Son homologue de McLaren, Martin Whitmarsh, n'a pas voulu polémiquer. Il s'est simplement contenté de dire, lorsqu'il lui a été demandé s'il aurait fait la même chose : "Je ne pense pas, je pense que c'est quelque chose qui est difficile à faire. Les équipes et les patrons d'équipe peuvent gérer leurs affaires comme ils le veulent. Il est clair qu'ils sont très focalisés sur Fernando et cela fonctionne pour lui. Il ne faut pas oublier que lorsque Fernando était avec nous, nous ne faisons pas ce genre de choses et cela l'a poussé à partir. Ils prennent leurs décisions et je ne les critique pas."

"La chose la plus dure c'est que cela a mis un certain nombre de pilotes sur le côté sale de la piste. Si j'avais été sur le côté rapide et que la décision de Ferrari n'avait mis sur le côté le plus lent, j'aurais été dégoûté", a tout de même lancé Whitmarsh.

Christian Horner, le patron de Red Bull, aurait pu faire la même chose que Ferrari avec Mark Webber de manière à remettre Fernando Alonso sur la partie sale de la piste. "Nous n'avons pas pensé à effectuer ce type de manœuvre", a déclaré Horner. "Mais ce qu'ils ont fait est dans les règles, c'est quelque chose de tactique et cela a bien marché pour Fernando aujourd'hui. C'est évidemment quelque chose de difficile pour Felipe mais la priorité va clairement à Fernando."

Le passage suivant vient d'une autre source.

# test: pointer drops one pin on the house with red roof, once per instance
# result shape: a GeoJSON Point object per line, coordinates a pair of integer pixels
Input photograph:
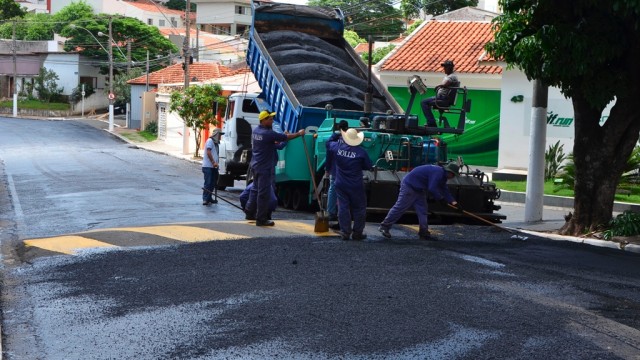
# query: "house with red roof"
{"type": "Point", "coordinates": [154, 103]}
{"type": "Point", "coordinates": [143, 88]}
{"type": "Point", "coordinates": [422, 54]}
{"type": "Point", "coordinates": [147, 11]}
{"type": "Point", "coordinates": [501, 97]}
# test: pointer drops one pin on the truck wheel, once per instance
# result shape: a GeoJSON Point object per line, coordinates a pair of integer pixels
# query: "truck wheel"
{"type": "Point", "coordinates": [299, 200]}
{"type": "Point", "coordinates": [287, 197]}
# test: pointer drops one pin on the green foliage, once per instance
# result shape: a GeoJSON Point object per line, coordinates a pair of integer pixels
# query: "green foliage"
{"type": "Point", "coordinates": [567, 177]}
{"type": "Point", "coordinates": [353, 38]}
{"type": "Point", "coordinates": [76, 94]}
{"type": "Point", "coordinates": [553, 159]}
{"type": "Point", "coordinates": [32, 27]}
{"type": "Point", "coordinates": [10, 9]}
{"type": "Point", "coordinates": [36, 105]}
{"type": "Point", "coordinates": [413, 27]}
{"type": "Point", "coordinates": [121, 88]}
{"type": "Point", "coordinates": [625, 224]}
{"type": "Point", "coordinates": [195, 106]}
{"type": "Point", "coordinates": [378, 54]}
{"type": "Point", "coordinates": [47, 86]}
{"type": "Point", "coordinates": [412, 8]}
{"type": "Point", "coordinates": [180, 5]}
{"type": "Point", "coordinates": [378, 18]}
{"type": "Point", "coordinates": [570, 44]}
{"type": "Point", "coordinates": [151, 128]}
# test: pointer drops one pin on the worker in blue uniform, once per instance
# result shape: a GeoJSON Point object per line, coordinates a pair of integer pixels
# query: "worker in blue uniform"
{"type": "Point", "coordinates": [330, 166]}
{"type": "Point", "coordinates": [421, 180]}
{"type": "Point", "coordinates": [244, 198]}
{"type": "Point", "coordinates": [350, 161]}
{"type": "Point", "coordinates": [263, 146]}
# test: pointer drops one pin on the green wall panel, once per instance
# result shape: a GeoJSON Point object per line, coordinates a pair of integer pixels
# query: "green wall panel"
{"type": "Point", "coordinates": [478, 145]}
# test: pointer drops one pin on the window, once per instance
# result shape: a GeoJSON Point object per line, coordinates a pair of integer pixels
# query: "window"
{"type": "Point", "coordinates": [89, 80]}
{"type": "Point", "coordinates": [250, 106]}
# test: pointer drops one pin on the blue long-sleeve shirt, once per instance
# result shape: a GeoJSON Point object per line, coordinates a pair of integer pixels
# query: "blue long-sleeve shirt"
{"type": "Point", "coordinates": [431, 178]}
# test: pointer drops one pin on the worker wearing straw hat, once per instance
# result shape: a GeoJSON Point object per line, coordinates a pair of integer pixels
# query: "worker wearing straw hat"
{"type": "Point", "coordinates": [350, 160]}
{"type": "Point", "coordinates": [263, 146]}
{"type": "Point", "coordinates": [413, 192]}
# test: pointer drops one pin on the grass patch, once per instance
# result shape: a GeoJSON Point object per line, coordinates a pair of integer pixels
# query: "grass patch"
{"type": "Point", "coordinates": [139, 136]}
{"type": "Point", "coordinates": [628, 192]}
{"type": "Point", "coordinates": [36, 105]}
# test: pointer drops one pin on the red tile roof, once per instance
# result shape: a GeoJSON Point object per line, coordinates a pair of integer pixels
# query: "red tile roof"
{"type": "Point", "coordinates": [146, 6]}
{"type": "Point", "coordinates": [209, 40]}
{"type": "Point", "coordinates": [436, 41]}
{"type": "Point", "coordinates": [175, 74]}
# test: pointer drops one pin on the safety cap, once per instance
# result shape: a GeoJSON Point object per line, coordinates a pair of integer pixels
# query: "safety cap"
{"type": "Point", "coordinates": [452, 168]}
{"type": "Point", "coordinates": [265, 114]}
{"type": "Point", "coordinates": [352, 137]}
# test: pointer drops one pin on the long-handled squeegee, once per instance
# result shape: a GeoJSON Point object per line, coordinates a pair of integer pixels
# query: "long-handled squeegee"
{"type": "Point", "coordinates": [515, 233]}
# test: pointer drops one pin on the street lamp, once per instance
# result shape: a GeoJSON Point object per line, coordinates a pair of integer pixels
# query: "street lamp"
{"type": "Point", "coordinates": [110, 53]}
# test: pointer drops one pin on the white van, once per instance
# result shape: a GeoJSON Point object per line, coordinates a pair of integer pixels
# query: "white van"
{"type": "Point", "coordinates": [240, 118]}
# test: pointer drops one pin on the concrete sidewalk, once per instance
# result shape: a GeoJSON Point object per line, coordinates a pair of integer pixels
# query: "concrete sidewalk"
{"type": "Point", "coordinates": [555, 207]}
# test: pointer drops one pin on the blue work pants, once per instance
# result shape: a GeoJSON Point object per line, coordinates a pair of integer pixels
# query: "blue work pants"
{"type": "Point", "coordinates": [210, 180]}
{"type": "Point", "coordinates": [260, 196]}
{"type": "Point", "coordinates": [332, 198]}
{"type": "Point", "coordinates": [352, 205]}
{"type": "Point", "coordinates": [407, 198]}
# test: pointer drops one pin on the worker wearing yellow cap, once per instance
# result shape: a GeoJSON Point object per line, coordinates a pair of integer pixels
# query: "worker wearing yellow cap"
{"type": "Point", "coordinates": [263, 145]}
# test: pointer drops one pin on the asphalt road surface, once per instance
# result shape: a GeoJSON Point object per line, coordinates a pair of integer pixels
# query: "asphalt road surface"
{"type": "Point", "coordinates": [474, 294]}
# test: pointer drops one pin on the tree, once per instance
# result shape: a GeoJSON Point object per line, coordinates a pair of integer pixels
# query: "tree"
{"type": "Point", "coordinates": [34, 27]}
{"type": "Point", "coordinates": [378, 54]}
{"type": "Point", "coordinates": [413, 8]}
{"type": "Point", "coordinates": [352, 38]}
{"type": "Point", "coordinates": [10, 9]}
{"type": "Point", "coordinates": [195, 106]}
{"type": "Point", "coordinates": [180, 5]}
{"type": "Point", "coordinates": [127, 32]}
{"type": "Point", "coordinates": [590, 51]}
{"type": "Point", "coordinates": [122, 89]}
{"type": "Point", "coordinates": [76, 94]}
{"type": "Point", "coordinates": [377, 18]}
{"type": "Point", "coordinates": [47, 86]}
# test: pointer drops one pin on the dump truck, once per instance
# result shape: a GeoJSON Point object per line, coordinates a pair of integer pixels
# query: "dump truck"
{"type": "Point", "coordinates": [313, 79]}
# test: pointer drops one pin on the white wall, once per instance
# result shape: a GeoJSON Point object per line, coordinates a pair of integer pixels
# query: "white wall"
{"type": "Point", "coordinates": [515, 120]}
{"type": "Point", "coordinates": [66, 67]}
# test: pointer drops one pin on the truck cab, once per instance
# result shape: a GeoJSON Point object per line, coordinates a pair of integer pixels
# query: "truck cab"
{"type": "Point", "coordinates": [241, 117]}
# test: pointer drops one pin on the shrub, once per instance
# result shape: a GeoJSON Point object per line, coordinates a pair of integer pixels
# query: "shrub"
{"type": "Point", "coordinates": [553, 159]}
{"type": "Point", "coordinates": [625, 224]}
{"type": "Point", "coordinates": [76, 94]}
{"type": "Point", "coordinates": [151, 128]}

"Fernando a fait du mieux qu'il a pu aujourd'hui, en d'autres termes la voiture n'était pas en mesure de se battre pour la victoire. Une fois de plus, il a réussi un premier tour incroyable qui lui a permis d'envisager le podium"
Stefano Domenicali

La troisième place d'Alonso a permis à Domenicali de "limiter les dégâts". "Nous allons arriver à la dernière course et tout restera jouer", dit-il. "Fernando a fait du mieux qu'il a pu aujourd'hui, en d'autres termes la voiture n'était pas en mesure de se battre pour la victoire. Une fois de plus, il a réussi un premier tour incroyable qui lui a permis d'envisager le podium."

"Maintenant, nous savons que tout reste possible au Brésil. Nous allons là-bas dans une situation totalement opposée à celle dans laquelle nous étions il y a deux ans pour la dernière course à Abou Dabi ! Lorsque vous êtes encore en course au départ de la dernière manche c'est que vous avez déjà réussi quelque chose d'important. Ferrari a été dans cette situation à de nombreuses reprises auparavant. Depuis 1997, en fait, elle n'a loupé cela que trois fois en fait, il y a peu d'équipes qui peuvent se targuer de telles statistiques."

"Aujourd'hui, cependant, nous félicitons Red Bull", conclut Domenicali, "pour avoir remporté le titre des Constructeurs. Maintenant nous allons essayer de les stopper concernant le titre des pilotes à Interlagos."